Datasets with outliers

Supervisors can be implemented in different ways, and we have tried a handful of approaches in the SMILE project. To be able to recommend any approaches to our industry partners, we need reliable evaluations. To meet this end, we need datasets polluted with anomalies and meaningful evaluation metrics. Starting with the data, we propose four datasets of increasing complexity.

MNIST handwritten digits polluted by Omniglot (28×28 pixels)
CIFAR-10 polluted by Tiny ImageNet (32×32 pixels)
Highway driving in the simulator Pro-SiVIC polluted by fog and urban driving. (752×480 pixels)
DR(eye)VE images in normal driving conditions polluted by rain and night driving. (1920×1080 pixels)

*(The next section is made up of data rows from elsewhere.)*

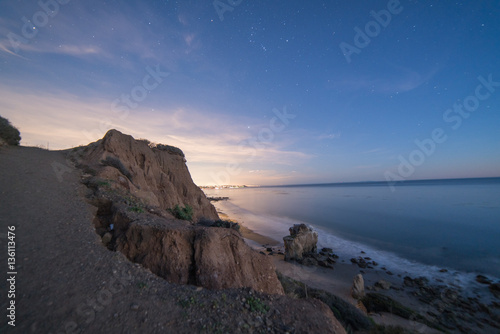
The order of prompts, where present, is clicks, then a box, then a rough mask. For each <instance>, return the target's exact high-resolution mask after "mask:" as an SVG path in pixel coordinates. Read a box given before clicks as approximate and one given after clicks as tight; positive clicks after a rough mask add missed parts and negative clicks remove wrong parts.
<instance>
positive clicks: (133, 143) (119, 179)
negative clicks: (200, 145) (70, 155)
mask: <svg viewBox="0 0 500 334" xmlns="http://www.w3.org/2000/svg"><path fill="white" fill-rule="evenodd" d="M78 160H79V161H78V163H80V164H83V165H86V166H89V167H90V169H91V170H94V171H96V172H97V176H98V177H100V178H101V179H103V180H109V181H110V186H111V187H112V188H116V189H122V190H126V191H127V192H129V193H130V194H131V195H133V196H135V197H137V198H139V199H141V200H142V201H143V202H144V204H146V205H149V206H153V207H158V208H159V209H161V210H168V209H173V208H174V207H175V206H176V205H179V206H181V207H185V206H186V205H189V206H191V207H192V208H193V220H194V221H198V220H200V219H202V218H206V219H212V220H216V219H218V218H219V217H218V215H217V211H216V210H215V208H214V206H213V205H212V204H211V203H210V202H209V201H208V199H207V198H206V196H205V194H204V193H203V192H202V191H201V189H200V188H198V187H197V186H196V185H195V184H194V182H193V180H192V178H191V175H190V174H189V171H188V168H187V166H186V160H185V158H184V154H183V153H182V151H181V150H180V149H178V148H175V147H172V146H168V145H157V146H156V147H153V148H151V147H150V146H149V145H148V142H147V141H144V140H135V139H134V138H133V137H132V136H129V135H125V134H123V133H121V132H119V131H117V130H110V131H108V132H107V133H106V135H105V136H104V138H103V139H101V140H99V141H97V142H95V143H92V144H90V145H88V146H87V147H86V148H85V149H84V150H83V152H82V153H81V155H80V156H79V159H78Z"/></svg>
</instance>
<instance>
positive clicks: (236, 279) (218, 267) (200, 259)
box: [94, 199, 283, 294]
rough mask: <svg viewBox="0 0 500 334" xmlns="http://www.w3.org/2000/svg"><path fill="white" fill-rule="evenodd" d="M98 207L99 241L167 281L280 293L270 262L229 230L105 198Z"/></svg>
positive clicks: (178, 283)
mask: <svg viewBox="0 0 500 334" xmlns="http://www.w3.org/2000/svg"><path fill="white" fill-rule="evenodd" d="M98 206H99V209H98V212H97V217H96V219H95V221H94V225H95V228H96V231H97V233H98V234H99V235H101V238H102V242H103V244H104V245H105V246H106V247H108V248H109V249H111V250H116V251H119V252H121V253H123V254H124V255H125V256H126V257H127V258H128V259H130V260H131V261H133V262H135V263H139V264H141V265H142V266H143V267H145V268H148V269H149V270H151V272H153V273H154V274H156V275H158V276H160V277H163V278H165V279H166V280H167V281H169V282H171V283H177V284H192V285H197V286H202V287H205V288H207V289H214V290H219V289H228V288H243V287H248V288H252V289H254V290H256V291H259V292H263V293H269V294H283V288H282V286H281V283H280V282H279V280H278V277H277V275H276V268H275V266H274V264H273V263H272V262H271V260H270V259H269V258H268V257H267V256H264V255H261V254H259V253H258V252H257V251H255V250H254V249H252V248H250V246H248V245H247V244H246V243H245V242H244V240H243V238H242V236H241V235H240V233H239V232H237V231H236V230H234V229H231V228H219V227H204V226H199V225H192V224H190V223H188V222H185V221H182V220H177V219H169V218H165V217H161V216H159V215H154V214H150V213H147V212H143V213H135V212H132V211H129V210H128V207H127V206H126V205H125V204H122V203H113V202H111V203H110V202H109V201H107V200H105V199H101V200H100V202H99V204H98Z"/></svg>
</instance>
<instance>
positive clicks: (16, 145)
mask: <svg viewBox="0 0 500 334" xmlns="http://www.w3.org/2000/svg"><path fill="white" fill-rule="evenodd" d="M0 138H2V139H3V140H4V141H5V142H6V143H7V144H8V145H15V146H17V145H19V142H20V141H21V133H20V132H19V130H18V129H16V128H15V127H14V126H13V125H12V124H10V122H9V120H8V119H6V118H3V117H2V116H0Z"/></svg>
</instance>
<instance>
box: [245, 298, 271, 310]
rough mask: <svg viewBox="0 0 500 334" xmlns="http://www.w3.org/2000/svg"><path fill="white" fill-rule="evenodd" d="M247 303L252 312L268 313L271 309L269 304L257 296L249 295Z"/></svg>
mask: <svg viewBox="0 0 500 334" xmlns="http://www.w3.org/2000/svg"><path fill="white" fill-rule="evenodd" d="M247 304H248V306H249V308H250V312H260V313H267V311H269V305H267V304H264V303H263V302H262V300H260V299H259V298H257V297H255V298H254V297H248V299H247Z"/></svg>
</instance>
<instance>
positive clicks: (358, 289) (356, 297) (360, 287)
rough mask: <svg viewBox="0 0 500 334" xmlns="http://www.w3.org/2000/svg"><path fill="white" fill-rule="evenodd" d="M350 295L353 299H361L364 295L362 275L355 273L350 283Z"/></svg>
mask: <svg viewBox="0 0 500 334" xmlns="http://www.w3.org/2000/svg"><path fill="white" fill-rule="evenodd" d="M351 295H352V297H353V298H355V299H361V298H363V297H364V296H365V281H364V279H363V275H361V274H357V275H356V276H355V277H354V281H353V284H352V289H351Z"/></svg>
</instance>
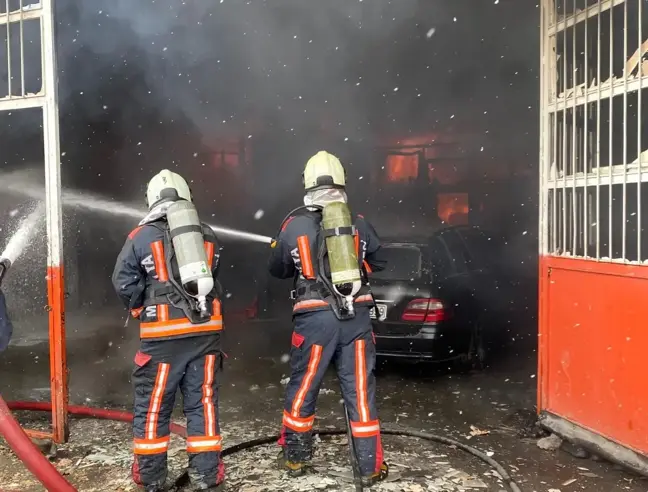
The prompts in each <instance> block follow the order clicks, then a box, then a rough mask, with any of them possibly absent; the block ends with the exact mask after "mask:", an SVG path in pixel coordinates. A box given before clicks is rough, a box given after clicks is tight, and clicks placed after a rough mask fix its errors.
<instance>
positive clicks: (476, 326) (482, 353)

Evaluation plots and metrics for supervisors

Our framework only assumes that the output from the supervisor is a single value between 0 and 1. Apart from that, the supervisors evaluated using our framework could be implemented in any way. First, we propose characterizing supervisors using four plots:

  • ROC curve to determine the discriminative capability of the supervisor with respect to positive/negative examples.
  • Precision-recall curve to better illustrate performance for imbalanced datasets.
  • Anomaly score distributions of the supervisor algorithm for the in- and outlier data (see example below)
  • Risk-coverage curve, showing the trade-off between prediction failure rate (risk) and amount of covered data samples, i.e., how the classifier performance varies with different aggressive rejection levels of the supervisor.

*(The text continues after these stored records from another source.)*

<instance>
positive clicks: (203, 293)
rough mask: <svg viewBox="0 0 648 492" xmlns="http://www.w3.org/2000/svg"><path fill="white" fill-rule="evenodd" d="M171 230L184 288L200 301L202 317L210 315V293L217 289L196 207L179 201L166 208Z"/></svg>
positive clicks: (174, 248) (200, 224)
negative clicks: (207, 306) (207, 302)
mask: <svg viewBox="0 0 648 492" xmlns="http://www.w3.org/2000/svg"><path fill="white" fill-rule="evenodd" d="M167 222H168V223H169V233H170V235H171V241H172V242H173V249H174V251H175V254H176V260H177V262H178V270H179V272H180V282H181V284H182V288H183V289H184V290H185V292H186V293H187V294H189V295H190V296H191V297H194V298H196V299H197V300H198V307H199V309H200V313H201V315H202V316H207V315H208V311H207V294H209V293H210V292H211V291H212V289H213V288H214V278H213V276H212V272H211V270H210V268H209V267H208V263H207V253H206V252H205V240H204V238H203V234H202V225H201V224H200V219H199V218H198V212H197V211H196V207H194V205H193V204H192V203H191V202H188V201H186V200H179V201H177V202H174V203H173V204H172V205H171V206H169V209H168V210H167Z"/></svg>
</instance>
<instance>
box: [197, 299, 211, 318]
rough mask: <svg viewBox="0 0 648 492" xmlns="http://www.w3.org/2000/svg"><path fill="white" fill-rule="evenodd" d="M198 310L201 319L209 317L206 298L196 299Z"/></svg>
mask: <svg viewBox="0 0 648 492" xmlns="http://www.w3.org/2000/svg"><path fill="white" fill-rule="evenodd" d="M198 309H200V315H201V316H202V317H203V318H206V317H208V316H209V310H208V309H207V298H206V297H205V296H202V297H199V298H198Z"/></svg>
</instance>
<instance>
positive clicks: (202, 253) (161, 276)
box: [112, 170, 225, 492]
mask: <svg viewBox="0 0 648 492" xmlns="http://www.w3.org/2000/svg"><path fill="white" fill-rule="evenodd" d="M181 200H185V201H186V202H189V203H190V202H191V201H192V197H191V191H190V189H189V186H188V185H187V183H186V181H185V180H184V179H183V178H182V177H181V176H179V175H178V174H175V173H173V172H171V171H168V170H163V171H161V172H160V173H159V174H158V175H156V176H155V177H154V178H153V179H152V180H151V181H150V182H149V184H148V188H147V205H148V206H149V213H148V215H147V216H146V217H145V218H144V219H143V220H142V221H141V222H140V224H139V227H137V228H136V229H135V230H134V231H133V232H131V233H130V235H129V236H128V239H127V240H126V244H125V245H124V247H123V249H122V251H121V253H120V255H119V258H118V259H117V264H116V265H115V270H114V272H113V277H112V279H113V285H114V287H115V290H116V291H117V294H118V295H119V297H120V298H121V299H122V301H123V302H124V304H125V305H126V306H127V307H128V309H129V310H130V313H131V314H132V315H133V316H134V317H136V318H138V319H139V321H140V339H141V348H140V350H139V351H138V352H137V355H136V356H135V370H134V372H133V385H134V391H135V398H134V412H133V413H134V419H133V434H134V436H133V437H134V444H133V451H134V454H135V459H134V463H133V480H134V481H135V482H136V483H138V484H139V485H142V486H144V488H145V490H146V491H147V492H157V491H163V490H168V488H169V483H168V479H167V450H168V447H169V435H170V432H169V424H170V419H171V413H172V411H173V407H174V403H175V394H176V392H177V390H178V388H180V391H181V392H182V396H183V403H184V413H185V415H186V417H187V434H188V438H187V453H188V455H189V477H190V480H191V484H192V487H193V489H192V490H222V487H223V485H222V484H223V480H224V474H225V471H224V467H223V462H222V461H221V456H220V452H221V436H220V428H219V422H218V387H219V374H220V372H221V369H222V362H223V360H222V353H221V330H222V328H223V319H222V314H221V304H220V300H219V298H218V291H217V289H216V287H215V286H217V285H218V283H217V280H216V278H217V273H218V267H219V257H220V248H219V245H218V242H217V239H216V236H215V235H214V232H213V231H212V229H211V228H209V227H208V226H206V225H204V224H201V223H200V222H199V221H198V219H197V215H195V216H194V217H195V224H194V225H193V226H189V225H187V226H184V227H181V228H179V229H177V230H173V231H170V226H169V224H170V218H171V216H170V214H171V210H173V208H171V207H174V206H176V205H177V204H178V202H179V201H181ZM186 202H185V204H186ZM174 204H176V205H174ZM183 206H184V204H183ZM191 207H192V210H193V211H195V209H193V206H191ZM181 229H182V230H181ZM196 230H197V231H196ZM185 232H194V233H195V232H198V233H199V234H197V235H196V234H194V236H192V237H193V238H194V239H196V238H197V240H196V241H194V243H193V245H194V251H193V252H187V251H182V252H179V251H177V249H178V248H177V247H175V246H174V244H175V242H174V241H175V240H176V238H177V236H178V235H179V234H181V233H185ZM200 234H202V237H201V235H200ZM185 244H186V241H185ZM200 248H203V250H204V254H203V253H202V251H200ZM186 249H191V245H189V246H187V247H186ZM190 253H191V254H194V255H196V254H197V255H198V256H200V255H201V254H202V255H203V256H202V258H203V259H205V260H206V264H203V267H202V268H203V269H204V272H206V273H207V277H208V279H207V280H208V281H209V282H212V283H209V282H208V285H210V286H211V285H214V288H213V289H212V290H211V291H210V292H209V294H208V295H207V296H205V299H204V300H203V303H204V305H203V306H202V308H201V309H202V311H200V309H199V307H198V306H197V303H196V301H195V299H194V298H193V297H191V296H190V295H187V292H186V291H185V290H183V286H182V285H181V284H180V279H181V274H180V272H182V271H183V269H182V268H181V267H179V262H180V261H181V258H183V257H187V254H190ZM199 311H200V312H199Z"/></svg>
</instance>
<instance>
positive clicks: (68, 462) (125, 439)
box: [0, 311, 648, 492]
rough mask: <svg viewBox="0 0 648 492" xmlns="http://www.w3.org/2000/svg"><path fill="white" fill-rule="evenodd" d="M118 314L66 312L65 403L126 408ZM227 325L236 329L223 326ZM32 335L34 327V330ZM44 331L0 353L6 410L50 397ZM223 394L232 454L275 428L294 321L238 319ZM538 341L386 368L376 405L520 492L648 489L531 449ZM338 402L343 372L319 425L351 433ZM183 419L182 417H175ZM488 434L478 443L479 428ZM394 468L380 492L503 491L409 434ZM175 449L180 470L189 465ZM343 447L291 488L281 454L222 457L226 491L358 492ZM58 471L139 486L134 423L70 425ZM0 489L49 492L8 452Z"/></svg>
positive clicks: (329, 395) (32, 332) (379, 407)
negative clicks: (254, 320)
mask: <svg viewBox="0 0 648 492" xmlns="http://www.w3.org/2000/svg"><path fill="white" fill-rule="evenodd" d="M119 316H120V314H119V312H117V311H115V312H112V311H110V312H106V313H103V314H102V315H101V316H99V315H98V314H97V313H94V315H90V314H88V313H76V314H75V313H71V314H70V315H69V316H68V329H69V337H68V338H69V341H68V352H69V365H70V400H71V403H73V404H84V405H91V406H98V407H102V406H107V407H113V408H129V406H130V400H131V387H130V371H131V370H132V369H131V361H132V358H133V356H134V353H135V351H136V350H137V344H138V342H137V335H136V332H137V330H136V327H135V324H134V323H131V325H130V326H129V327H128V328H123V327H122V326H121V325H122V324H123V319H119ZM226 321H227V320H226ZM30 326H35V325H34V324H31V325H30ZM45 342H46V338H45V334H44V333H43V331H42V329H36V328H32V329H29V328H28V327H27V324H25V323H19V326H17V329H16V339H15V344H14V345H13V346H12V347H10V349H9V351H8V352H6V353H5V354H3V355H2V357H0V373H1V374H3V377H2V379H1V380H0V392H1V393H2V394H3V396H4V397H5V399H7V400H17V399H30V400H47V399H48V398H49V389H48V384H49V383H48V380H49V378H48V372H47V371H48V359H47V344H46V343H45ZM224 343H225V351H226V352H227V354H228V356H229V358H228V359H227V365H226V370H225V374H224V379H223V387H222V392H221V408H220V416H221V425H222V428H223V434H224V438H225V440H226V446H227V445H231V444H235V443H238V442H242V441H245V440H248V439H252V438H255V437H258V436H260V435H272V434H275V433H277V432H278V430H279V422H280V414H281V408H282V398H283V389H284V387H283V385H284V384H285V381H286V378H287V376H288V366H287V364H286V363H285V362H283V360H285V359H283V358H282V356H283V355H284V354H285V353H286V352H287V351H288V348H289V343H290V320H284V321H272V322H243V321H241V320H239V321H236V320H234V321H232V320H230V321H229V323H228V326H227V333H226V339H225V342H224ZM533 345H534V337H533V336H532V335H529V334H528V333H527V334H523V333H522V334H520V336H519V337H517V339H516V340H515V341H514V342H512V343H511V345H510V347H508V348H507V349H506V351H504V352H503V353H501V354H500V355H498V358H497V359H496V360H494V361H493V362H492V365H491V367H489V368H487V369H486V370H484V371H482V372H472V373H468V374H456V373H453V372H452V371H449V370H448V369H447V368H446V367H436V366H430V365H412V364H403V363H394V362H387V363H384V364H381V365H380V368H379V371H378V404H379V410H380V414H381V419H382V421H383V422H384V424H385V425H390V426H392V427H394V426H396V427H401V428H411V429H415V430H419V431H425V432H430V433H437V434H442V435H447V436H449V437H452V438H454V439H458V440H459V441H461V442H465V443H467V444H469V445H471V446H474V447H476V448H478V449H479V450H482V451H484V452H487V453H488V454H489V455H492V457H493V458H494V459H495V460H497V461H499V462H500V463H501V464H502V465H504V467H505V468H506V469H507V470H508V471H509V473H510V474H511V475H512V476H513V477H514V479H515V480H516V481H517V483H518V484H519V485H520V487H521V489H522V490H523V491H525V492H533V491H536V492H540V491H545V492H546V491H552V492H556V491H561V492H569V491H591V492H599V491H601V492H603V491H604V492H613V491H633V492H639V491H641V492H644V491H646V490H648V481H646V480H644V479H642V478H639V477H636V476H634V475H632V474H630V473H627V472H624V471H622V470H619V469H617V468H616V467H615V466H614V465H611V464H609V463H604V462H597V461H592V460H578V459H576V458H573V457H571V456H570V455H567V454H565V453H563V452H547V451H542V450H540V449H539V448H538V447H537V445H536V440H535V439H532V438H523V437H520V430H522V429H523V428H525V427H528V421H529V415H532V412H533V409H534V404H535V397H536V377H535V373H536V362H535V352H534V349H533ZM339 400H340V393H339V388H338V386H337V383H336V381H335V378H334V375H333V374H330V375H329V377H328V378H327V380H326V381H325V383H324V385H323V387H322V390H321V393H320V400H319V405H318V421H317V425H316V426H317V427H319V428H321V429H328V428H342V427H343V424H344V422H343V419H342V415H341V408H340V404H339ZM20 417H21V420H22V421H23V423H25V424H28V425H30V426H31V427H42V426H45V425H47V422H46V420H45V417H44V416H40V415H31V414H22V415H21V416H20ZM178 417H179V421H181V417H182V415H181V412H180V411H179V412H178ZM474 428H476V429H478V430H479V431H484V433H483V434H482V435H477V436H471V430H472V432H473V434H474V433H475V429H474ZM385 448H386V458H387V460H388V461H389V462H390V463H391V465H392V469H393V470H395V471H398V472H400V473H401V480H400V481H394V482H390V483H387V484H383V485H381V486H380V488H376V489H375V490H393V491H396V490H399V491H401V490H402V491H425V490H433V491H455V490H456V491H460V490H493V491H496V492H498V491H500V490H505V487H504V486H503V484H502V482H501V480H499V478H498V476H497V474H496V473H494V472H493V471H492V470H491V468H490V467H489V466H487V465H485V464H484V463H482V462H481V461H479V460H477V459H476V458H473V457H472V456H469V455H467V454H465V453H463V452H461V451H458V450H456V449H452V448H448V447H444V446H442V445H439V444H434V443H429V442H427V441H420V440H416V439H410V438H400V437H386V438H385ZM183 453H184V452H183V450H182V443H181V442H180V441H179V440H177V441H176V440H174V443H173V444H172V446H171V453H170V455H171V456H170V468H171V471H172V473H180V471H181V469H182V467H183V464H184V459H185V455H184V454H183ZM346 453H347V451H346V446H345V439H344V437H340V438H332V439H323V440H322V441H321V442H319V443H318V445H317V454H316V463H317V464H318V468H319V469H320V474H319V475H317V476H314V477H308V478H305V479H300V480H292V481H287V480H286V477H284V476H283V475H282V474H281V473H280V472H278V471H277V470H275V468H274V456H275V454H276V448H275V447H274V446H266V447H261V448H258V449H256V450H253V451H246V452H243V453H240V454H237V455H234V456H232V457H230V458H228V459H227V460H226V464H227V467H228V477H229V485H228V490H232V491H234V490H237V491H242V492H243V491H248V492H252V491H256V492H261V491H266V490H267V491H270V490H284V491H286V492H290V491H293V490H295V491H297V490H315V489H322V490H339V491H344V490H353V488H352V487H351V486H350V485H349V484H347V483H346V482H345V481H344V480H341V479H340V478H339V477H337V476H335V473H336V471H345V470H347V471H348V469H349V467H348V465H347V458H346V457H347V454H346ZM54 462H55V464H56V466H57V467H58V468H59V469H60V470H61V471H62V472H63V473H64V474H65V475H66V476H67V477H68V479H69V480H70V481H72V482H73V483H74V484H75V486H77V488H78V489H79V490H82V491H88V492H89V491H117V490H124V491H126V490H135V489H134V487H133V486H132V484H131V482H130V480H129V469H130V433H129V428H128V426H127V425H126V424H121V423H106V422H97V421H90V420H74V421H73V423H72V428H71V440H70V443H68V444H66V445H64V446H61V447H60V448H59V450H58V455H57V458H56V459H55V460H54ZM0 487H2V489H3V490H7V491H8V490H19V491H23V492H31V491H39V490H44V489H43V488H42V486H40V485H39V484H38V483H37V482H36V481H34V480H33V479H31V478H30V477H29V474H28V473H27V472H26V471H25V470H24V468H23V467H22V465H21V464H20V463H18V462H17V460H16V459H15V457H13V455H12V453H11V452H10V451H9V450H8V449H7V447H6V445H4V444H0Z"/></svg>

To enable comparison between different supervisors, a set of simple metrics is helpful. We propose seven metrics that assess provide insights into the plots above. The metrics capture a set of different key characteristics of the curves – the ones we plan to report in future work on safety supervisors.

  • Area under ROC curve
  • Area under precision-recall curve
  • True positive rate at 5% false positive rate (TPR05)
  • Precision at 95% recall (P95)
  • False negative rate at 95% false positive rate (FNR95)
  • Coverage breakpoint at performance level (CBPL)
  • Coverage breakpoint at full anomaly detection (CBFAD)

Implications for research

  • A proposed framework for evaluation of supervisors that reject outliers the classifier has not been trained for.
  • Four plots and seven metrics that help support insights when comparing supervisors.
  • Four datasets with well-defined outliers to assess supervisors in future work.

Implications for practice

  • The framework can help developers of perception systems find an appropriate supervisor for their context.

Citation details

Jens Henriksson, Christian Berger, Markus Borg, Lars Tornberg, Cristofer Englund, Sankar Raman Sathyamoorthy, and Stig Ursing. Towards Structured Evaluation of Deep Neural Network Supervisors, In Proc. of the 1st IEEE International Conference on Artificial Intelligence Testing (AITest), pp. 27-34, 2019. (link, preprint)

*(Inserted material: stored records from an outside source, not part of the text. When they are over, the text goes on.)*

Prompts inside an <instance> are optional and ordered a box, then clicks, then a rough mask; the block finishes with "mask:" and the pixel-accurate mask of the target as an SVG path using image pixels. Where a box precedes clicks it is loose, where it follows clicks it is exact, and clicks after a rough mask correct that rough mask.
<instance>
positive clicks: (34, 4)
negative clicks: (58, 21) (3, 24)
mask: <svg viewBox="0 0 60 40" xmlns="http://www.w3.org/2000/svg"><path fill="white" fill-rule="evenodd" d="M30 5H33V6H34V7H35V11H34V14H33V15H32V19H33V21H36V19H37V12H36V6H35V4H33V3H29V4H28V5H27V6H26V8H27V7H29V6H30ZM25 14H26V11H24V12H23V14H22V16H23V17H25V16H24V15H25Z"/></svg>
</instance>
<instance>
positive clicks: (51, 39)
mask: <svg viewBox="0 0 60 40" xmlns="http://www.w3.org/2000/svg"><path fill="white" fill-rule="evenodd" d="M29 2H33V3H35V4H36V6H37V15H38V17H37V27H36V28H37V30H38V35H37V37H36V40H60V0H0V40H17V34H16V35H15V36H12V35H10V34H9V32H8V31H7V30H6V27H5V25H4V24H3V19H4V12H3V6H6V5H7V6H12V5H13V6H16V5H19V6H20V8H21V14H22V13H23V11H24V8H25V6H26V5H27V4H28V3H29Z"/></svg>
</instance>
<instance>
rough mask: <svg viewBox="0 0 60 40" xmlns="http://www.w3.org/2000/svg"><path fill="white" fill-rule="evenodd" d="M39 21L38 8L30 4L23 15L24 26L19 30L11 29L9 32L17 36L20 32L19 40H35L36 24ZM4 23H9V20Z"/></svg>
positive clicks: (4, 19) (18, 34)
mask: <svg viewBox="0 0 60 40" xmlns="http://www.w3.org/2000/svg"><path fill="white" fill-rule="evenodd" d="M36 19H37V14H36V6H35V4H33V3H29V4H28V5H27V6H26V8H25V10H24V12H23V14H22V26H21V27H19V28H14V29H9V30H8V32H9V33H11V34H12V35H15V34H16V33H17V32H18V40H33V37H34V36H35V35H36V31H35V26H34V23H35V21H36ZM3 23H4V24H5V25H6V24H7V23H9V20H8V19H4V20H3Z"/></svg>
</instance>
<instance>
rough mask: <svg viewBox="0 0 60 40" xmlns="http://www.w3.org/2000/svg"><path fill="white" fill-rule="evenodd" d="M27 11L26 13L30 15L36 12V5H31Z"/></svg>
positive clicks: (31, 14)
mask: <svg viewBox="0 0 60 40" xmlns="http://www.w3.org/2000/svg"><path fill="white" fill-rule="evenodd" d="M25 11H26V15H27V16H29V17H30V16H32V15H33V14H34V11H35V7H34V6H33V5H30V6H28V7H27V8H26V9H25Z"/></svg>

Deep Neural Networks (DNN) have improved the  quality of several non-safety related products in the past years.  However, before DNNs should be deployed to safety-critical applications,  their robustness needs to be systematically analyzed. A common  challenge for DNNs occurs when input is dissimilar to the training set,  which might lead to high confidence predictions despite proper knowledge  of the input. Several previous studies have proposed to complement DNNs  with a supervisor that detects when inputs are outside the scope of the  network. Most of these supervisors, however, are developed and tested  for a selected scenario using a specific performance metric. In this  work, we emphasize the need to assess and compare the performance of  supervisors in a structured way. We present a framework constituted by  four datasets organized in six test cases combined with seven evaluation  metrics. The test cases provide varying complexity and include data  from publicly available sources as well as a novel dataset consisting of  images from simulated driving scenarios. The latter we plan to make  publicly available. Our framework can be used to support DNN supervisor  evaluation, which in turn could be used to motive development,  validation, and deployment of DNNs in safety-critical applications.